Threshold for genes with a high score (which=4).

gene.thresN

Threshold for genes with a low score (which=4).

thresP.col

Color of genes above gene.thresP.

thresN.col

Color of genes below gene.thresN.

grouploadings.labels

This parameter used for the Group Loadings Plots (which=8). In general this plot will contain the loadings of all factors, grouped and colored by the labels given in this parameter.

If grouploadings.labels!=NULL: Provide a vector for all samples (query + ref) containing labels on which the plot will be based on.
If grouploadings.labels=NULL: If no labels are provided when choosing which=8, automatic labels ("Top Samples of Component 1, 2....") will be created. These labels are given to the top grouploadings.cutoff number of samples based on the absolute values of the loadings.

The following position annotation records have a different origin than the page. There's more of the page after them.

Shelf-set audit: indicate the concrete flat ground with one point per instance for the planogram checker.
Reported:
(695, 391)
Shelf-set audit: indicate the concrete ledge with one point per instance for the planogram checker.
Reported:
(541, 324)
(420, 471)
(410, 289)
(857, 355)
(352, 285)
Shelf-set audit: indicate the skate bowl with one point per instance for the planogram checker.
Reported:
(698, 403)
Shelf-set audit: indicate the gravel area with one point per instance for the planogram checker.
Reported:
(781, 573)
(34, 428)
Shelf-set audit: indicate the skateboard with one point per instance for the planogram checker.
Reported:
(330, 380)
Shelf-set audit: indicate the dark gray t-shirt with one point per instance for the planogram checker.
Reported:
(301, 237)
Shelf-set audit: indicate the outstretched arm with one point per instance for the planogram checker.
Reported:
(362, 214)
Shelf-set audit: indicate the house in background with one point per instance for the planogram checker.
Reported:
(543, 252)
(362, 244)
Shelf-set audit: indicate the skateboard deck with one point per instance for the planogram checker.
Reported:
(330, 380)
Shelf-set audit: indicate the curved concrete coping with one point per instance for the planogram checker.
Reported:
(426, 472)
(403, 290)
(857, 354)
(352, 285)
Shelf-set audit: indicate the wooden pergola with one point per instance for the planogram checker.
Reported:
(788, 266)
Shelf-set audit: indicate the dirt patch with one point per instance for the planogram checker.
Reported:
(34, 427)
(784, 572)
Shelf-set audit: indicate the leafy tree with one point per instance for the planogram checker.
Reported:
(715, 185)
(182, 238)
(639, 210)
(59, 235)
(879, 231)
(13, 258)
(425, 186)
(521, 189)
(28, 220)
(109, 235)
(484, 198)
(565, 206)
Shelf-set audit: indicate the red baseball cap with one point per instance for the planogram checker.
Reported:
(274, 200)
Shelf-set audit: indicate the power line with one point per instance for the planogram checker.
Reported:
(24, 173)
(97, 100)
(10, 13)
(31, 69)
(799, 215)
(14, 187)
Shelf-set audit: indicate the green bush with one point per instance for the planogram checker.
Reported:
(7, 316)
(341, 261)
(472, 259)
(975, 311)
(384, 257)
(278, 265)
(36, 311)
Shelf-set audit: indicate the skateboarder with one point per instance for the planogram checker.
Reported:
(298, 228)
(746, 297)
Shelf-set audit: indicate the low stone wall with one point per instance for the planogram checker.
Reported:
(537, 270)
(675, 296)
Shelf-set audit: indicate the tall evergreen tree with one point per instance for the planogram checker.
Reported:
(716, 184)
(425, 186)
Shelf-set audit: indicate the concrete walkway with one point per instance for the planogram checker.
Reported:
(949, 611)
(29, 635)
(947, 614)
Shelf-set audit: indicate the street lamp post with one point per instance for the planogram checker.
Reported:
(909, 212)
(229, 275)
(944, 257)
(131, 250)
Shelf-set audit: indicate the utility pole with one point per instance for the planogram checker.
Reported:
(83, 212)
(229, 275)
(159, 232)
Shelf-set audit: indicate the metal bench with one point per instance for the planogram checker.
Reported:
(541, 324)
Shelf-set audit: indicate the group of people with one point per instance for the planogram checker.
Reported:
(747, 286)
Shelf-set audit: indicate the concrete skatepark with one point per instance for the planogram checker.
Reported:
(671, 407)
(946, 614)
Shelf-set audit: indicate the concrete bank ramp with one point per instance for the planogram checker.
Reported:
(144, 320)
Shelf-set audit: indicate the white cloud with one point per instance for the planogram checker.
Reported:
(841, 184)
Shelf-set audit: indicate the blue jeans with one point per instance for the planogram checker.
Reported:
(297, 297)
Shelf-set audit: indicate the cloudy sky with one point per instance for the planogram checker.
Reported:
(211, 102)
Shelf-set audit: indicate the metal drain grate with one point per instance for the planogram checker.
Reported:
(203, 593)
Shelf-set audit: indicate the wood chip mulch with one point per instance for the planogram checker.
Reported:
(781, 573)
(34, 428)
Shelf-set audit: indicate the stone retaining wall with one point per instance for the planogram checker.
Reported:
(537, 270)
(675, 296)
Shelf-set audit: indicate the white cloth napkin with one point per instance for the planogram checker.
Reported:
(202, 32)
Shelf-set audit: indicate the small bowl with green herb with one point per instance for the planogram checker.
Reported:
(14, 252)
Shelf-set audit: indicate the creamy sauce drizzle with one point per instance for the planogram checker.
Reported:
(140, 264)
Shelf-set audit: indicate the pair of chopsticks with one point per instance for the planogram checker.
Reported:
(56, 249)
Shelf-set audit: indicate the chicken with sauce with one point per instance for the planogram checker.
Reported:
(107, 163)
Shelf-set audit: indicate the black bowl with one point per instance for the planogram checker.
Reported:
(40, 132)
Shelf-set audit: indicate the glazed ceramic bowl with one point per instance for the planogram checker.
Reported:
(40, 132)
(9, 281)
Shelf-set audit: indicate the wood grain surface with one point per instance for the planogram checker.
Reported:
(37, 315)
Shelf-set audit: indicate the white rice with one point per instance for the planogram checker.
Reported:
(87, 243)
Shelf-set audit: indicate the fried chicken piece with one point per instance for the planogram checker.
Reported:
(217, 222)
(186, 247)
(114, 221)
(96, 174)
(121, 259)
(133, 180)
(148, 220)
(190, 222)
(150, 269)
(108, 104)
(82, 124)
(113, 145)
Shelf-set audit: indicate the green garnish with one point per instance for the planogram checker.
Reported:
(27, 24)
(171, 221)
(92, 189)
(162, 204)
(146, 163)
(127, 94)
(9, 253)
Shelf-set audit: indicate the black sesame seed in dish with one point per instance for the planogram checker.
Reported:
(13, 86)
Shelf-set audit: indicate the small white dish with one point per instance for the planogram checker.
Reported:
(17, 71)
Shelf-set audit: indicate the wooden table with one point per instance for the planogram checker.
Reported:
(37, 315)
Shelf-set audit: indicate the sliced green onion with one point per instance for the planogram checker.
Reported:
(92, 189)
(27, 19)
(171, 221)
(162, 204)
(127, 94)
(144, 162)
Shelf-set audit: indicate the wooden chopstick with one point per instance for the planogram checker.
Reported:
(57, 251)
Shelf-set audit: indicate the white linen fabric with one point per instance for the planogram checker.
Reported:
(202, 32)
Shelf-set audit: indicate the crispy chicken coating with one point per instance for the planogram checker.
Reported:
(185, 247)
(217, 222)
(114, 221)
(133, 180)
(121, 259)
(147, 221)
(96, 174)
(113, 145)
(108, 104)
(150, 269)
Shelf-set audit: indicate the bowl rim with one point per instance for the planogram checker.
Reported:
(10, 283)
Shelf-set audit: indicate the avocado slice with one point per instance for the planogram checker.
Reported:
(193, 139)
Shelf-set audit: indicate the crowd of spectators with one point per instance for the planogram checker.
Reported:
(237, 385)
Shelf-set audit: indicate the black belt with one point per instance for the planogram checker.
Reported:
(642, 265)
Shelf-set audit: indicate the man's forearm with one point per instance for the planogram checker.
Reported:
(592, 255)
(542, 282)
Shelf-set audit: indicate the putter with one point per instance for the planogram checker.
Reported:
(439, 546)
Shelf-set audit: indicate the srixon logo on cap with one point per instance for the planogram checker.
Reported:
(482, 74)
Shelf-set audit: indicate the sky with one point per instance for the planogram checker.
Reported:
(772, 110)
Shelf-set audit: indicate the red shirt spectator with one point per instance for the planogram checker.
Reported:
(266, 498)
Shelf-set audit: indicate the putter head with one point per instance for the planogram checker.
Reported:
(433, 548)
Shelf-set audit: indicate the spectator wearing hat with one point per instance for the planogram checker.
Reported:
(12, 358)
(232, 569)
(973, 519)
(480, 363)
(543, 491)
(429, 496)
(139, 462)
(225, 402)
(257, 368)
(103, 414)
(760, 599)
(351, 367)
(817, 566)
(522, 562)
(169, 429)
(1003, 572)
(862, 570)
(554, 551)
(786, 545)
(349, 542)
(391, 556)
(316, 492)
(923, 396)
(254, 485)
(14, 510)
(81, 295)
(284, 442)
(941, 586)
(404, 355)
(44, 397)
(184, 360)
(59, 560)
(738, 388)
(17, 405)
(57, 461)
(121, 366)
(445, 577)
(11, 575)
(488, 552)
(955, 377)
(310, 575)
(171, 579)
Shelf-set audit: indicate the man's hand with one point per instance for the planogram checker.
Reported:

Plot which=8 can be used to check 2 different situations. Either to check if your provided labels coincide with the discovered structure in the analysis. The other aim is to find new interesting structures (of samples) which strongly appear in one or multiple components. A subsequent step could be to take some strong samples/compounds of these compounds and use them as a new query set in a new CS analysis to check its validity or to find newly connected compounds.

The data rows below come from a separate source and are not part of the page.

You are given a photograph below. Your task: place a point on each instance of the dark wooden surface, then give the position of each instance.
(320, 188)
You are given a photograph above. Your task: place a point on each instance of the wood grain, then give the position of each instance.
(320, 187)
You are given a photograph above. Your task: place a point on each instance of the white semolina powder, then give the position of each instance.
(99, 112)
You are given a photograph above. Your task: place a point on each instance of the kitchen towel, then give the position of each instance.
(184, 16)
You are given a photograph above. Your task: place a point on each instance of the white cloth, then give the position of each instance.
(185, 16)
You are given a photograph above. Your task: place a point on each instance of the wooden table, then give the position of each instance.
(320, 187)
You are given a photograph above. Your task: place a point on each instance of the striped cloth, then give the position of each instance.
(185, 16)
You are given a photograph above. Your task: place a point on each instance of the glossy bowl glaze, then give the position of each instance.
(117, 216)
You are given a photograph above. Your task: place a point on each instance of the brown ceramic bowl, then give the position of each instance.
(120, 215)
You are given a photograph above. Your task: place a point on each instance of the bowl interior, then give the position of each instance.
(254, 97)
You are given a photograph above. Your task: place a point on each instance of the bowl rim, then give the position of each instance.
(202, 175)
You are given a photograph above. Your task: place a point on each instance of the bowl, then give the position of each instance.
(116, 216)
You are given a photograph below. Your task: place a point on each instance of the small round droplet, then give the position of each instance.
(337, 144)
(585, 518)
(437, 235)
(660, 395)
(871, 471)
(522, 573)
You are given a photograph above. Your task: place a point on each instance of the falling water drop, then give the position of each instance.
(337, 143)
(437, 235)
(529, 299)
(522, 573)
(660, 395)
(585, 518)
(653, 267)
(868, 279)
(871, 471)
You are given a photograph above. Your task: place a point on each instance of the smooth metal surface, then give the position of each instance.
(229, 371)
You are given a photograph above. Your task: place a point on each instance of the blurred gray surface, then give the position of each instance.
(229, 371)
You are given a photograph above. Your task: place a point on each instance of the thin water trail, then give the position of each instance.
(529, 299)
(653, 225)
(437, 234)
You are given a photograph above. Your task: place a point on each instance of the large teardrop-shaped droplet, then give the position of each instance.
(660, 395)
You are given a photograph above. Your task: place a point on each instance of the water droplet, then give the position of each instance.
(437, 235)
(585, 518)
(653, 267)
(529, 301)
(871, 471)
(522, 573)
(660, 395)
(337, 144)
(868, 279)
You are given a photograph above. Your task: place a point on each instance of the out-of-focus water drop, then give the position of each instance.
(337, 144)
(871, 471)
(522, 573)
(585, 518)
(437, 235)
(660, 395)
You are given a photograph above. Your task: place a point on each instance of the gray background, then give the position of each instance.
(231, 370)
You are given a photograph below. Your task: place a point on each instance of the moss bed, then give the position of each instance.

Please note that even when group.loadings.labels!=NULL, that the labels based on the absolute loadings of all the factors (the top grouploadings.cutoff) will always be generated and saved in samplefactorlabels in the extra slot of the CSresult object. This can then later be used for the CSlabelscompare function to compare them with your true labels.

grouploadings.cutoff

Parameter used in plot which=8. See grouploadings.labels=NULL for more information. If this parameter is not provided, it will be automatically set to 10% of the total number of loadings.

legend.names

Option to draw a legend of for example colored columns in Compound Loadings plot (which=3). If NULL, only "References" will be in the legend.

legend.cols

Colors to be used in legends. If NULL, only blue for "Queries is used".

legend.pos

Position of the legend in all requested plots, can be "topright", "topleft", "bottomleft", "bottomright", "bottom", "top", "left", "right", "center".

labels

Boolean value (default=TRUE) to use row and/or column text labels in the score plots (which=c(3,4,5,6)).

result.available

You can a previously returned object by CSanalysis in order to only draw graphs, not recompute the scores.

result.available.update

Logical value. If TRUE, the CS and GS will be overwritten depending on the new component.plot choice. This would also delete the p-values if permutation.object was available.

plot.type

How should the plots be outputted? "pdf" to save them in pdf files, device to draw them in a graphics device (default), sweave to use them in a sweave or knitr file.

basefilename

Directory including filename of the graphs if saved in pdf files

Value

An object of the S4 Class CSresult-class.